In article <21539@uflorida.cis.ufl.EDU> fishwick@fish.cis.ufl.edu (Paul Fishwick) writes:
>You say that in regression that the "structure of the model be prefixed"
>however I will debate this assumption -- the structure of a set of
>equations is no more prefixed than a neural network model. A neural
>network is a set of equations shown in a graphical syntactic form.
>It is just as easy to add and delete terms/equations as it is to add/delete
>nodes, etc. The equational equivalent of removing a link is to make
>zero a parameter.

by "structure" of a nonlinear model i mean also the nature of the non-linearities.
when doing non-linear least sqaure fit,e.g., i have to specify what exactly these
terms look like (exponential, hyperbolic etc..). so, i would use regression for
finding out "best" parameters for an existing analytical model.
the BP-nn equivalent of the complexity of the model is, i think, the parameters
like the number of layers, number of nodes in each layer - and yes, you need to
fiddle with those. the advantage with regression is that, if it works, it provides
insight to the physical system. BP-nn is more like a black-box and extracting
knowledge like the exponential dependencies etc is impossible from the information
about weights alone. am i missing something?
:amol

-- 
------------------------------------------------------

Amol Joshi
Department of Chemical Engineering

dhw@itivax.iti.org (David H. West) (12/20/89)

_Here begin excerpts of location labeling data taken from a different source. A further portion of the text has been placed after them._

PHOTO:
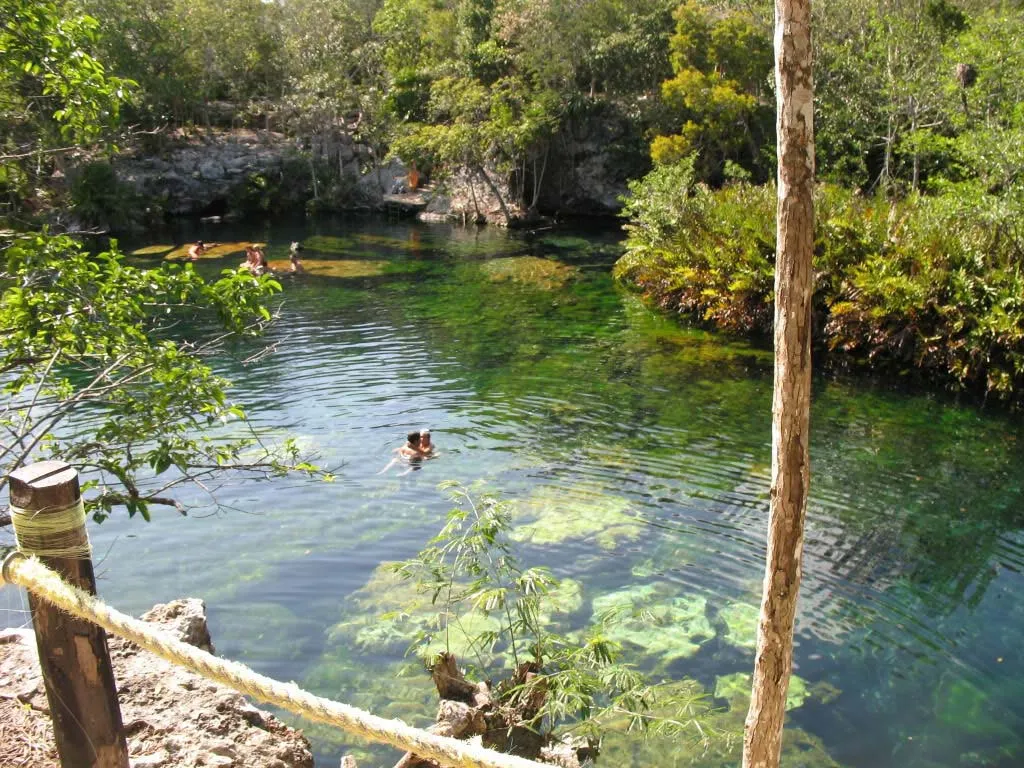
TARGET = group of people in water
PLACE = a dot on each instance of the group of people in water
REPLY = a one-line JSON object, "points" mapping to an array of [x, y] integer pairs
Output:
{"points": [[418, 446], [255, 257]]}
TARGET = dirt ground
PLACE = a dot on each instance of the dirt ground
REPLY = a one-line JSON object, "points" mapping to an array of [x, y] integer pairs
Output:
{"points": [[173, 719]]}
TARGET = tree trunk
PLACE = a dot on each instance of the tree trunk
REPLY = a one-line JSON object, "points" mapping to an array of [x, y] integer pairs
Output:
{"points": [[791, 406], [497, 193]]}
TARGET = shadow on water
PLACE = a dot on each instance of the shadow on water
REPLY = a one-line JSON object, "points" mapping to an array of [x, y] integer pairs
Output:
{"points": [[637, 453]]}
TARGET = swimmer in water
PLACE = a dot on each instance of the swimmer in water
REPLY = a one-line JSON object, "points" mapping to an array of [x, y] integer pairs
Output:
{"points": [[426, 448], [409, 453]]}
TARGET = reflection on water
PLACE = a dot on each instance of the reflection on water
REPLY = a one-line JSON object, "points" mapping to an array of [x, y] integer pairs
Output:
{"points": [[638, 456]]}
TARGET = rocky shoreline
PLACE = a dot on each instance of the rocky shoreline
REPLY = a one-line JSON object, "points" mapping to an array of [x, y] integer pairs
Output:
{"points": [[173, 718], [214, 173]]}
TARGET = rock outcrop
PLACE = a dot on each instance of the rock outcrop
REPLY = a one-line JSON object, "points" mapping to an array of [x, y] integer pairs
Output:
{"points": [[199, 174], [213, 172], [173, 719]]}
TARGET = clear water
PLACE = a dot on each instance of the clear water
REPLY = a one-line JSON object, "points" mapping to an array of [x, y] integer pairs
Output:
{"points": [[562, 389]]}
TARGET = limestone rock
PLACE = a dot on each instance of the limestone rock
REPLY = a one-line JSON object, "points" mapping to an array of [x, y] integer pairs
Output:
{"points": [[173, 718]]}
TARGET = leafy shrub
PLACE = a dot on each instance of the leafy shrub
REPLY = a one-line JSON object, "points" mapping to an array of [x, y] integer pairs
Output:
{"points": [[931, 284], [100, 199]]}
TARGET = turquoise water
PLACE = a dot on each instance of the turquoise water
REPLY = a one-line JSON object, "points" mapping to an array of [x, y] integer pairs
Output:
{"points": [[645, 449]]}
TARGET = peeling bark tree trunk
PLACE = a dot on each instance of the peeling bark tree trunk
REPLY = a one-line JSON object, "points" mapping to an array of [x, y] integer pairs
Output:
{"points": [[791, 406]]}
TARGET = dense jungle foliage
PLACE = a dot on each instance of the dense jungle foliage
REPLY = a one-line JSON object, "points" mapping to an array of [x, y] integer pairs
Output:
{"points": [[919, 120]]}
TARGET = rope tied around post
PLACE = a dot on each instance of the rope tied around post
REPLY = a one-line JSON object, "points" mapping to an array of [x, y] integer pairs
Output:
{"points": [[31, 573], [52, 531]]}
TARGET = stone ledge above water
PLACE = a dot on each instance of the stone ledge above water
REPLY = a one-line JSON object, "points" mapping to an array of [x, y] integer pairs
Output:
{"points": [[173, 718]]}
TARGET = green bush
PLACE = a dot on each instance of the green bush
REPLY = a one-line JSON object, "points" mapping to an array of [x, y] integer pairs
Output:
{"points": [[100, 200], [929, 284]]}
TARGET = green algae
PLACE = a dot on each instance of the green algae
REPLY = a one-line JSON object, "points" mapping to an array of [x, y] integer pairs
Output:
{"points": [[344, 268], [389, 613], [567, 243], [330, 244], [530, 270], [556, 515], [741, 624], [707, 737], [159, 250], [658, 625], [735, 688]]}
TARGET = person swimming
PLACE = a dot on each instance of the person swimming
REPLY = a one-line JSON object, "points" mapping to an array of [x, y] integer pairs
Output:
{"points": [[293, 255], [426, 448], [417, 448], [199, 250]]}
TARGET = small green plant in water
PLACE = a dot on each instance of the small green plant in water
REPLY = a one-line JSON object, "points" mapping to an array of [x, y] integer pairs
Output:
{"points": [[551, 685]]}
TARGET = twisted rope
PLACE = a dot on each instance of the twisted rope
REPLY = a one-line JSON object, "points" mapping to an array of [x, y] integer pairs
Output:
{"points": [[52, 531], [29, 572]]}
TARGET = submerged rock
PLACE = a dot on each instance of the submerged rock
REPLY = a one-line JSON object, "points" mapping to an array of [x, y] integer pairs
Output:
{"points": [[553, 515], [658, 625], [173, 718], [530, 270]]}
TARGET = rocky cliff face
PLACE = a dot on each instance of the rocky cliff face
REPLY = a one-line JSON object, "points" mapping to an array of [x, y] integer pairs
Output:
{"points": [[592, 163], [200, 174], [213, 173]]}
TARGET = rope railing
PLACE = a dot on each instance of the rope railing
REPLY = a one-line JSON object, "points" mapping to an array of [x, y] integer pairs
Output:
{"points": [[43, 583]]}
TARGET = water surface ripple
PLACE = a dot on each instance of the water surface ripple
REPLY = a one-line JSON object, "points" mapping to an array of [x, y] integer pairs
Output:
{"points": [[643, 449]]}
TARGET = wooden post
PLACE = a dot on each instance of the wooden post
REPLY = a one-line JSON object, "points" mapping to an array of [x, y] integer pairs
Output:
{"points": [[73, 653], [792, 400]]}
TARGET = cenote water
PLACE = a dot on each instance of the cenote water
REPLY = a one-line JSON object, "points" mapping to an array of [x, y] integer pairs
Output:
{"points": [[637, 455]]}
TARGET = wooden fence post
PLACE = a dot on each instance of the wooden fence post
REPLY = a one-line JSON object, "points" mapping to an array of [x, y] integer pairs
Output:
{"points": [[73, 652]]}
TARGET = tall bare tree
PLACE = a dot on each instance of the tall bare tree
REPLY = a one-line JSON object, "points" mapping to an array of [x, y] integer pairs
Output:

In article <21539@uflorida.cis.ufl.EDU> fishwick@fish.cis.ufl.edu (Paul Fishwick) writes:
|In article <1989Dec18.210859.23621@wuche2.wustl.edu> joshi@wuche2.UUCP (Amol Joshi) writes:
|>	the techniques of multi-variable analysis are not suited to non-linear
|>	phenomena and many real problems are non-linear.
|>	even though non-linear regressions can treat non-linear phenomena, they
|>	require that the structure of the math model be prefixed.
|>	it is in these cases that backprop nets would be more useful.
|
|You say that in regression that the "structure of the model be prefixed"
|however I will debate this assumption -- the structure of a set of
|equations is no more prefixed than a neural network model. A neural
|network is a set of equations shown in a graphical syntactic form.
|It is just as easy to add and delete terms/equations as it is to add/delete
|nodes, etc. The equational equivalent of removing a link is to make
|zero a parameter.

... and to reduce the rank of the model by one.  Variable-rank
methods are essentially a recent development in statistics and
optimization [1960s and later - yes, that's "recent" :-(  ], and are
not yet part of the repertoire of many (perhaps most) practitioners
and software packages, even in the methods' simpler linear form.  
Nonlinear variable-rank methods are still a research problem.

One advantage of viewing neural-net training in the light of
statistics and optimization is to focus attention on the fact that
the standard sigmoidal transfer function is no less a mere
convention than is the Gaussian probability density, and equally a
choice to be made consciously rather than by default.

-David West       dhw@iti.org

fishwick@fish.cis.ufl.edu (Paul Fishwick) (12/20/89)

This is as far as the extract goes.